Author contributions

PN and AP: Involved in the surgical management of the cases and drafting the manuscript; YWS: Involved in the medical management of the cases and revising the manuscript; MGM: The histopathological analysis of the biopsies and did the final editing of the manuscript.

Ethical approval

Institutional Review Board approval is not required.

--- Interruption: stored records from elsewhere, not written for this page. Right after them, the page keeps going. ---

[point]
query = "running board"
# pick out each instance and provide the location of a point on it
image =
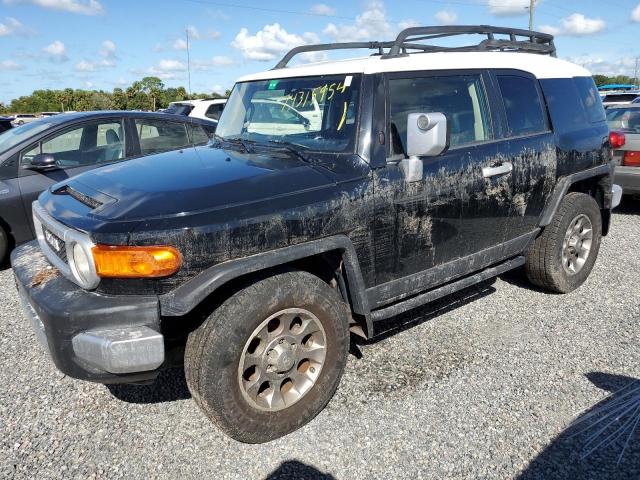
(444, 290)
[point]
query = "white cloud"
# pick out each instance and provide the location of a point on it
(56, 51)
(180, 44)
(12, 26)
(108, 54)
(508, 8)
(193, 32)
(576, 25)
(606, 64)
(108, 49)
(9, 65)
(446, 17)
(82, 7)
(268, 43)
(371, 24)
(322, 9)
(217, 61)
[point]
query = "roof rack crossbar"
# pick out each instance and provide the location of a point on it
(529, 42)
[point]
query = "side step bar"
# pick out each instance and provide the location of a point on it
(444, 290)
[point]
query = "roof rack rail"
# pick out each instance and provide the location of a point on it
(526, 41)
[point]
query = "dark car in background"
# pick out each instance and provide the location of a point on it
(5, 124)
(624, 122)
(39, 154)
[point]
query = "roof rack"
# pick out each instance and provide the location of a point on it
(526, 41)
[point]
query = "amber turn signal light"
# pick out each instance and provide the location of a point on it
(114, 261)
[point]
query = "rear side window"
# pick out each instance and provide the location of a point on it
(160, 136)
(522, 104)
(461, 99)
(590, 98)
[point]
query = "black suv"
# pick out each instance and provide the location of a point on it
(36, 155)
(367, 187)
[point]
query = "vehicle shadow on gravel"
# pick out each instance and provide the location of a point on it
(602, 443)
(170, 386)
(628, 206)
(417, 316)
(295, 470)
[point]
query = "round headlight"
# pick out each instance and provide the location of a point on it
(81, 263)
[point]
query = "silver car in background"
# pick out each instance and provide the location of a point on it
(624, 122)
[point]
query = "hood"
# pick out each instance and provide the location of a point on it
(192, 180)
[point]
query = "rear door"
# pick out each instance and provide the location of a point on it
(453, 212)
(79, 148)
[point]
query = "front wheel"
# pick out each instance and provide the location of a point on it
(562, 257)
(270, 358)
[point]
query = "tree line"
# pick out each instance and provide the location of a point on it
(150, 94)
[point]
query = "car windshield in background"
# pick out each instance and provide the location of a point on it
(13, 137)
(624, 119)
(316, 113)
(179, 109)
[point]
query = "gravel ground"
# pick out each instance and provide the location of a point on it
(483, 384)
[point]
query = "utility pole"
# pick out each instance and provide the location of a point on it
(532, 5)
(188, 61)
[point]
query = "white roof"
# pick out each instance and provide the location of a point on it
(542, 66)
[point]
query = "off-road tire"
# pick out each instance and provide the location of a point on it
(214, 350)
(4, 246)
(544, 266)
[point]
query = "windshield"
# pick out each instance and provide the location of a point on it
(315, 113)
(179, 109)
(13, 137)
(626, 119)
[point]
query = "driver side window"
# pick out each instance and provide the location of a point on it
(461, 98)
(97, 142)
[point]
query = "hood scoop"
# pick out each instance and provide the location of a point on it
(83, 194)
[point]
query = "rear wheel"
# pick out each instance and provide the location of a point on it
(269, 358)
(562, 257)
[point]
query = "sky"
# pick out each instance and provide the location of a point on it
(103, 44)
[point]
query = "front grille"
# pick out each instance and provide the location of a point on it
(56, 244)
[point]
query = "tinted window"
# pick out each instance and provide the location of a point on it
(565, 106)
(523, 106)
(214, 111)
(620, 97)
(158, 136)
(590, 98)
(461, 99)
(93, 143)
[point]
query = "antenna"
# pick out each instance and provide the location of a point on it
(188, 60)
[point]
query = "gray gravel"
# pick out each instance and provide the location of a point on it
(481, 385)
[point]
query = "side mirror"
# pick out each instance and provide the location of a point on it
(427, 136)
(43, 161)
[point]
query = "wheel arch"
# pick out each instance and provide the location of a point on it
(321, 257)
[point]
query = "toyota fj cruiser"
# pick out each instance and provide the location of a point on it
(251, 260)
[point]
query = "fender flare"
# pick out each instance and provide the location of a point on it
(563, 185)
(187, 296)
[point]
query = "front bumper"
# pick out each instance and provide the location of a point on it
(628, 178)
(100, 338)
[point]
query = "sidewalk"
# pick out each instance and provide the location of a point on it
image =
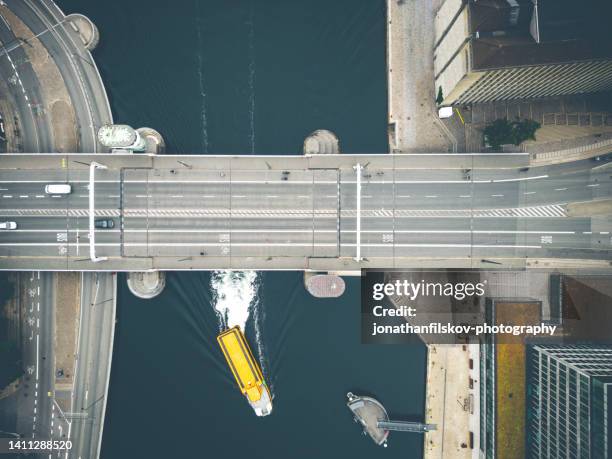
(414, 125)
(450, 404)
(56, 104)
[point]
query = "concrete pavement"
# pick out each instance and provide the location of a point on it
(246, 212)
(95, 348)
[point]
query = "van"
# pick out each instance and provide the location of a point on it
(58, 188)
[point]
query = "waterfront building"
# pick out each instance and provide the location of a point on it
(490, 50)
(569, 401)
(502, 379)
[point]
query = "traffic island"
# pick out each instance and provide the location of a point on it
(146, 285)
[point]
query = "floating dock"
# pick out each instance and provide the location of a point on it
(246, 370)
(372, 416)
(367, 412)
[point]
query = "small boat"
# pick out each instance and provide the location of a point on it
(246, 370)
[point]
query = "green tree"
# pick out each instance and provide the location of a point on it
(502, 131)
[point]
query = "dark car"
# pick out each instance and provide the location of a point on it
(104, 223)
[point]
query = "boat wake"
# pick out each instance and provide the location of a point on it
(235, 299)
(251, 38)
(203, 118)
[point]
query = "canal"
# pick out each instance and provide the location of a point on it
(249, 77)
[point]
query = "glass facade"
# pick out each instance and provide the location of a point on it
(568, 404)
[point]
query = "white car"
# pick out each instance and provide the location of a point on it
(58, 188)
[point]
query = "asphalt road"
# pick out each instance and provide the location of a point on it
(405, 213)
(37, 409)
(74, 62)
(15, 68)
(95, 346)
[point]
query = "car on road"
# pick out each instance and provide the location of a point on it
(104, 223)
(58, 188)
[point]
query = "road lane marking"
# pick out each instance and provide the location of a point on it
(281, 244)
(310, 230)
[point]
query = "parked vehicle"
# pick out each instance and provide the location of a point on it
(58, 188)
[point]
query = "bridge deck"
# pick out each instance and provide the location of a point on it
(283, 213)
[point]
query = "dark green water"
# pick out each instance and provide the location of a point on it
(249, 77)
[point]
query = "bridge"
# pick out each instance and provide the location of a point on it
(322, 212)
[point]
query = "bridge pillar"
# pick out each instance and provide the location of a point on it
(324, 285)
(321, 142)
(87, 30)
(146, 285)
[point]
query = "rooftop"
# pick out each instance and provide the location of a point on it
(514, 33)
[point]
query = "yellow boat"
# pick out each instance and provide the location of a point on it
(246, 370)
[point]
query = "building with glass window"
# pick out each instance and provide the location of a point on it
(569, 398)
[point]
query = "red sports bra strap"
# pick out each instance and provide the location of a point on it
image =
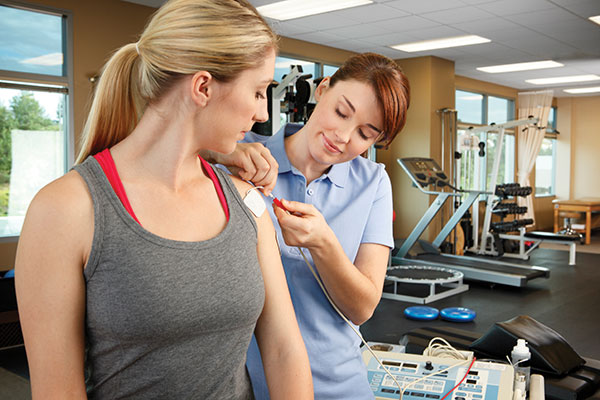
(107, 163)
(213, 177)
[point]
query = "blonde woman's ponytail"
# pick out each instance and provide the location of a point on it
(223, 37)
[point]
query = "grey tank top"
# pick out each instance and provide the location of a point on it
(168, 319)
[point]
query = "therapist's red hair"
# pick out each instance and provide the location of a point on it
(389, 83)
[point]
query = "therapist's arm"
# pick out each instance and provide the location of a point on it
(355, 287)
(249, 161)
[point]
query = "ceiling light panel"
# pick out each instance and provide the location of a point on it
(583, 90)
(456, 41)
(494, 69)
(290, 9)
(564, 79)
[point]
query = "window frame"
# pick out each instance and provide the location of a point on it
(464, 126)
(551, 134)
(48, 83)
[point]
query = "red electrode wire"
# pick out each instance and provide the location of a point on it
(461, 381)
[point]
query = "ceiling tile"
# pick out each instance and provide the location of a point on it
(320, 22)
(420, 6)
(481, 26)
(358, 31)
(457, 15)
(510, 7)
(371, 13)
(436, 33)
(319, 37)
(407, 23)
(289, 29)
(584, 8)
(555, 15)
(389, 39)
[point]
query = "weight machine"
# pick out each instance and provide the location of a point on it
(426, 173)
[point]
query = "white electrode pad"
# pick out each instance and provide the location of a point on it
(255, 202)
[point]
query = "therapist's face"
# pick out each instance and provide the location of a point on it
(346, 121)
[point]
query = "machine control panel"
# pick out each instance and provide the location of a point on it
(485, 380)
(424, 172)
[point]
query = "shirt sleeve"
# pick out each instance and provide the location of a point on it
(379, 227)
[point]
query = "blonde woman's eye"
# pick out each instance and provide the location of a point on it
(339, 113)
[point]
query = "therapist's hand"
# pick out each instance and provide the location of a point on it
(303, 225)
(251, 162)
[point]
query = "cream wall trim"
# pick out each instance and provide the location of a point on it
(432, 87)
(585, 134)
(564, 149)
(464, 83)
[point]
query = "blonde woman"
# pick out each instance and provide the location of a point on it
(142, 266)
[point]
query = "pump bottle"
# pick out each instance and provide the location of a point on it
(521, 357)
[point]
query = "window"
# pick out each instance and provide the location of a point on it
(545, 163)
(283, 64)
(329, 70)
(470, 107)
(36, 143)
(475, 110)
(545, 168)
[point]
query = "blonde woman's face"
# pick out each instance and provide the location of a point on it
(240, 104)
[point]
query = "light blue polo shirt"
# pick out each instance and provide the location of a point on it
(355, 197)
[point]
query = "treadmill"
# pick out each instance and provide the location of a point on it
(425, 172)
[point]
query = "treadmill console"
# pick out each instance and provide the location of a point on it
(424, 172)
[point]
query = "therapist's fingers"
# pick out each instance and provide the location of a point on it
(257, 165)
(296, 207)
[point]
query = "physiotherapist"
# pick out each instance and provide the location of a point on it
(340, 214)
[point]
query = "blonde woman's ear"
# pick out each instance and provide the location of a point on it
(323, 86)
(202, 87)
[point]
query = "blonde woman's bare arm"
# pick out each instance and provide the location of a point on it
(52, 251)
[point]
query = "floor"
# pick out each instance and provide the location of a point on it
(567, 302)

Declaration of patient consent

The authors certify that they have obtained all appropriate patient consent.

Financial support and sponsorship

Nil.

Conflicts of interest

There are no conflicts of interest.

Use of artificial intelligence (AI)-assisted technology for manuscript preparation

The authors confirm that there was no use of artificial intelligence (AI)-assisted technology for assisting in the writing or editing of the manuscript, and no images were manipulated using AI.